Effect of heat-treatment on microstructure and deformation behavior of Mg-8.5Li-6.6Zn-1.5Y alloy

Abstract

The Mg-8.5Li-6.6Zn-1.5Y (wt%) as-cast alloy exhibits a (β+α) duplex phase structure. Interspersed eutectics, primarily reticular I-phase, predominantly form along phase and grain boundaries, enhancing the strength but leading to a reduction in ductility due to the brittle nature of the I-phase. This study focuses on modifying the alloy's microstructure through heat treatment to simultaneously improve both strength and ductility. Heating the alloy at 450 °C/6 h results in the dissolution of continuous reticular I-phase and the massive α-Mg. Subsequent slow cooling facilitates the reintroduction of α-Mg, with the cooling rate directly impacting the mean size of the α-Mg phase. The slower the cooling, the larger the α-Mg phase. The strength and ductility of LZW861 alloy are simultaneously enhanced by heat treatment, particularly in the air-cooled (450 °C/6 h-AC) alloy, while the yield strength (YS), ultimate tensile strength (UTS), and elongation (EL) increases from 147 MPa, 189 MPa, and 17.8% to 192 MPa, 242 MPa, and 22.3%, respectively, compared to the as-cast state.

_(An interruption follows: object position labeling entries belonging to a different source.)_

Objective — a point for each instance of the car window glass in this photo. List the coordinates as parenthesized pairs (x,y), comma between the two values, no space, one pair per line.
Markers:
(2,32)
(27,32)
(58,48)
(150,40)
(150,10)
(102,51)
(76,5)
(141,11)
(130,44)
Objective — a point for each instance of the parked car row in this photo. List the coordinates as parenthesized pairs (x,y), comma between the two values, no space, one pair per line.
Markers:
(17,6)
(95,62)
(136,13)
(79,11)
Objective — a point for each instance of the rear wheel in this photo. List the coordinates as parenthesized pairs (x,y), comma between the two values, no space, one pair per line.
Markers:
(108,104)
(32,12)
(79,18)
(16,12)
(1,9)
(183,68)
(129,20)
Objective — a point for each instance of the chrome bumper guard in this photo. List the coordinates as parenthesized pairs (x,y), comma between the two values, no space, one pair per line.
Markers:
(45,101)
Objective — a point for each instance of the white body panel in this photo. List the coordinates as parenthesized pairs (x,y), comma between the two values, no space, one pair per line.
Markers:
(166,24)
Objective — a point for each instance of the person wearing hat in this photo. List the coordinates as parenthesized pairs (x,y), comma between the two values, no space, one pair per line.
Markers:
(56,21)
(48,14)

This increase in strength can be attributed partly to the precipitation of fine needle-like α-Mg uniformly dispersed in the β-Li matrix. Additionally, the increase in dispersed (Li,Mg)3Zn nanoparticles contributes to matrix strengthening. The enhancement of ductility after 450 °C/6 h-AC heat treatment is ascribed to the dissolution of reticulated I-phase and the refinement of α-Mg phase, which enhance interphase deformation compatibility and weaken crack initiation at dispersed β/α interface.